Will Minnesota require "misinformed consent" for vaccination?

Will Minnesota require "misinformed consent" for vaccination?

A favorite tactic of anti-vaccination ideologues is the "informed consent" gambit.  By exaggerating adverse effects of vaccines, anti-vaccinationists can scare patients or parents into refusing immunization for themselves or their children.  SFSBM Board chairman David Gorski calls this tactic "misinformed consent," and rightly so. 

It is therefore with skepticism that I view House Bill 1978 and Senate Bill 1870 (the bills are identical) recently introduced in the Minnesota Legislature. The bills have several suspicious provisions which seem tailor-made to raise unfounded parental alarm.

First, the bills require health care providers (physicians, PAs and APRNs) to give patients, or their parents, vaccine information statements from the CDC. No problem there. But the providers must also give them

information provided by the manufacturer with the vaccine, including the package insert . . .

Why? Well, we don't know, because (unlike many other bills) there is no research summary giving constituents and other legislators any rationale for, or research underlying, the bills.  But, we do know that package inserts for vaccinations are designed to give the provider information, not patients.  It is often highly technical and sometimes unintelligible for those without medical training. And, of course, subject to misinterpretation. True, the inserts are available to the public on the FDA's website, but it seems odd that the bills' supporters would require package inserts in addition to the CDC's handouts, which are specifically designed for public consumption. 

Second, the bills require any health care provider who 

is made aware that a patient has or may have had an adverse reaction to a vaccination must report that adverse event to the Vaccine Adverse Events Reporting System [and must do so] immediately after becoming aware of an adverse event or a potential adverse event . . .

VAERS is a national vaccine safety surveillance program overseen by the CDC and FDA. It is designed to identify reported adverse events that need further study. VAERS has been abused by anti-vaccinationists who are given to treating VAERS as if it were a database proving causation, not suggesting a correlation which may, or may not, warrant further study.  Unfortunately, what might have been a valuable research tool has been rendered almost worthless by over-reporting. 
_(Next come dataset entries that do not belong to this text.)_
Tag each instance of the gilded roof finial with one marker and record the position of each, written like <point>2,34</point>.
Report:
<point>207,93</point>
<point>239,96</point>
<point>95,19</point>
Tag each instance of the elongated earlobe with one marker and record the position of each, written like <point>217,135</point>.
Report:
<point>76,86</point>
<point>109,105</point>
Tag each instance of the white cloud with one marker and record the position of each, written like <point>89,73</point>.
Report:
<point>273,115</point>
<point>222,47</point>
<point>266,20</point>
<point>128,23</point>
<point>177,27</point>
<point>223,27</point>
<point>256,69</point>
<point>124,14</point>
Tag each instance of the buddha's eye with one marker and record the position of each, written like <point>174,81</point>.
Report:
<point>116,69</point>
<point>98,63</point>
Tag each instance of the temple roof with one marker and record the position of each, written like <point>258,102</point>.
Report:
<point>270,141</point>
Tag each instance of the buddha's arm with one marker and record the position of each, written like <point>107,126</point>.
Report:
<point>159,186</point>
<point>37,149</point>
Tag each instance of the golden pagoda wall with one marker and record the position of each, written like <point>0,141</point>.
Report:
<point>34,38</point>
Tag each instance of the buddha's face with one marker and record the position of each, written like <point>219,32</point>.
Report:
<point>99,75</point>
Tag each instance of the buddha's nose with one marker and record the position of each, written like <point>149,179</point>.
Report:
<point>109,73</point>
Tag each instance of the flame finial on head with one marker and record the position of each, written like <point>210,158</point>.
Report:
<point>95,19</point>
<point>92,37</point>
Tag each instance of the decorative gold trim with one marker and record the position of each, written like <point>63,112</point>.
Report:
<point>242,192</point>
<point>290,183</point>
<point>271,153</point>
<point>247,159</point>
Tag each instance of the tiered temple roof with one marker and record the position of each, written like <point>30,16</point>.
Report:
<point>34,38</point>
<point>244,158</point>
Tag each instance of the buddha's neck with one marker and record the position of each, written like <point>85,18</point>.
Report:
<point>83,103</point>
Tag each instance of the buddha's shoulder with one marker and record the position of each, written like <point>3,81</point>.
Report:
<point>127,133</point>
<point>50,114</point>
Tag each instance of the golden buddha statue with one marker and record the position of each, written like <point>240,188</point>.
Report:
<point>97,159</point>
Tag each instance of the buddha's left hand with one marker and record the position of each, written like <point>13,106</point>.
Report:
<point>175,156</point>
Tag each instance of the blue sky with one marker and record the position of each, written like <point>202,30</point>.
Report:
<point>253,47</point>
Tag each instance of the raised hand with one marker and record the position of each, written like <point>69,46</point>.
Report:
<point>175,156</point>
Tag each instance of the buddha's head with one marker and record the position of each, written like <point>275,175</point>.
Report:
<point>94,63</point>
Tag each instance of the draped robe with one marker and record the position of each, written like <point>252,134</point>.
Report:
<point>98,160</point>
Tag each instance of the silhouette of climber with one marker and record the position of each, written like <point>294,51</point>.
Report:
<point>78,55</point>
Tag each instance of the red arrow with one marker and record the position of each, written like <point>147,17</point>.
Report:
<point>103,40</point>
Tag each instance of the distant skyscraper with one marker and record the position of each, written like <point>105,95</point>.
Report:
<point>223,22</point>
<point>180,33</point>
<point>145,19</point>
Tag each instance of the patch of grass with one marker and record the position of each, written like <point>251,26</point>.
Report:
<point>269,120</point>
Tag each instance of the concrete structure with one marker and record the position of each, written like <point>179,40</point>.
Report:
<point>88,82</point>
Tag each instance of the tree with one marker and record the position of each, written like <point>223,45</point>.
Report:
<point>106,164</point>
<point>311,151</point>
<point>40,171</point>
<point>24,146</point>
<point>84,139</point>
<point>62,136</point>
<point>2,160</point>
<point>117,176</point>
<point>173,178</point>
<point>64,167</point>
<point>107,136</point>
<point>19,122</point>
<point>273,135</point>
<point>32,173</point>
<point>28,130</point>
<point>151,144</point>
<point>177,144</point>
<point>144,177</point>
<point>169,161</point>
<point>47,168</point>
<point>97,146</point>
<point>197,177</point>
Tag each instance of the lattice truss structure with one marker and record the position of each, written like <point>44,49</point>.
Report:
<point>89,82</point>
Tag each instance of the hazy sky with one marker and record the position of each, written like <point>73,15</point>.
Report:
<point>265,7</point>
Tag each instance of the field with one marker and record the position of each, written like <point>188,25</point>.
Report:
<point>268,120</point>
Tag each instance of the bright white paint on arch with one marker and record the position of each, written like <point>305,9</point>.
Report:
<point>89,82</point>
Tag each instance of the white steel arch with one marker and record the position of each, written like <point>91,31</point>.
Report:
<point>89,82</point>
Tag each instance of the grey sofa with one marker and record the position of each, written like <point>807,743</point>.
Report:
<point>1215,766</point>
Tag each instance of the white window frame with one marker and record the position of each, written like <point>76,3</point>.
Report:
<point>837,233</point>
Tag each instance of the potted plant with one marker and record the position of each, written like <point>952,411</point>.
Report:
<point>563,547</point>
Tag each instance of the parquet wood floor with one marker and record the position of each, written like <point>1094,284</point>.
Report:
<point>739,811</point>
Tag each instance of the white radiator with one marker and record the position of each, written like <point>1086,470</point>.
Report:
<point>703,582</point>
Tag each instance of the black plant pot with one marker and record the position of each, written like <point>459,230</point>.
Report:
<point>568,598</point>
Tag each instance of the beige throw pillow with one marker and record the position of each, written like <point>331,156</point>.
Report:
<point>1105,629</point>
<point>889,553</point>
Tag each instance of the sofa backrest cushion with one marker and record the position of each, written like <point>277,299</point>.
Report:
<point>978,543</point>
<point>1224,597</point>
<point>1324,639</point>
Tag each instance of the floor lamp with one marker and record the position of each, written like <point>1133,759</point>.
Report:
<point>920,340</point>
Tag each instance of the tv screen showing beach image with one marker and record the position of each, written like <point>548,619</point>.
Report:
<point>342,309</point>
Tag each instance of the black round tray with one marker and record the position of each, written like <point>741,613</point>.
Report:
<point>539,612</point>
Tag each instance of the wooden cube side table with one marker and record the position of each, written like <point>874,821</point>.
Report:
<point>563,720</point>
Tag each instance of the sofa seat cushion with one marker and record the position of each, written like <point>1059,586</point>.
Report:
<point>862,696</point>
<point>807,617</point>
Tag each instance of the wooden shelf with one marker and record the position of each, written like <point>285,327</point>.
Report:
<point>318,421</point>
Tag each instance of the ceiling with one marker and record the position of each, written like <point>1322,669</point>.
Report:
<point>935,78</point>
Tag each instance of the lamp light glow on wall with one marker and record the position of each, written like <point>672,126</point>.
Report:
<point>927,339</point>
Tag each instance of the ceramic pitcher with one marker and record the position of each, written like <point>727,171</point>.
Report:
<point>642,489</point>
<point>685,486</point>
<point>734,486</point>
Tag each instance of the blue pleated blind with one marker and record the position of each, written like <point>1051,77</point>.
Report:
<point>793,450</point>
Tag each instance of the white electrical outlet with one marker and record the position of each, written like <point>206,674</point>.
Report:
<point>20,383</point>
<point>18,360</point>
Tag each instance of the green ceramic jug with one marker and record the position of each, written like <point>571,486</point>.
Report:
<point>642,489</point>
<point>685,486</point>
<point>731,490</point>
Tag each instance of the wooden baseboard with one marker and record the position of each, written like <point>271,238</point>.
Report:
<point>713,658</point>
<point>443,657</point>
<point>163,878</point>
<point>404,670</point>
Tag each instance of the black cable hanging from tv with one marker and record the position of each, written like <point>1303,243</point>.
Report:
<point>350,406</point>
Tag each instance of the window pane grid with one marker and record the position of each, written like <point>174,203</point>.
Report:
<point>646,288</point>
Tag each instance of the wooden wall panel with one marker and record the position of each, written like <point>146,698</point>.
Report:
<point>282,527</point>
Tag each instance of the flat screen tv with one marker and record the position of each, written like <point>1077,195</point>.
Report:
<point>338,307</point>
VAERS encourages, but does not require, reporting of any clinically significant adverse event (not "potential" adverse event) that occurs after the administration of a vaccine. The National Childhood Vaccine Injury Act requires health care providers to report only those adverse events listed by the manufacturer as a contraindication to subsequent doses of the vaccine and events listed in the VAERS Reportable Events Table occurring within a specified time period after vaccination.  Minnesota would go beyond these requirements by making providers report any event that "may" have been a "potential" adverse reaction, even if it is not listed or, presumably, not even clinically significant.  And why? If the CDC and FDA don't deem certain events worthy of reporting, why does the State of Minnesota care?

Third, the bills prevent retaliation by an employer or disciplinary action by a professional licensing board 

for providing a patient or a patient's parent . . . with the health care provider's medical opinion on the benefits or potential side effects of a vaccination or for reporting an adverse event to VAERS . . .

Of course, no provider is going to be disciplined for giving patients the CDC's vaccination information sheets or following the American Academy of Pediatrics immunization advice. So who is this designed to protect? My guess is irresponsible practitioners who give substandard immunization advice, like "alternative" vaccination schedules, or stoke vaccination fears. How do the bills accomplish this? By removing the usual standard of care for medical advice as a measure of a provider's performance so that any "opinion" or VAERS report, no matter how baseless, would be beyond the reach of discipline. This is part of a disturbing trend in legislation designed to allow substandard medical practice, such as treatment of "chronic Lyme disease" and "right to try" and "health care freedom" laws.  These laws remove good science as a bedrock underlying the medical standard of care so that unscrupulous practitioners can take full advantage of patients without fear of consequences. 

By cloaking this legislation in the seemingly benign language of "informed consent" and mandated VAERS reporting, unsuspecting legislators may take these bills as simply reinforcing good medical practice. Not true. The state does not improve patient care by substituting sound medical advice on an important public health issue with fear mongering about vaccines.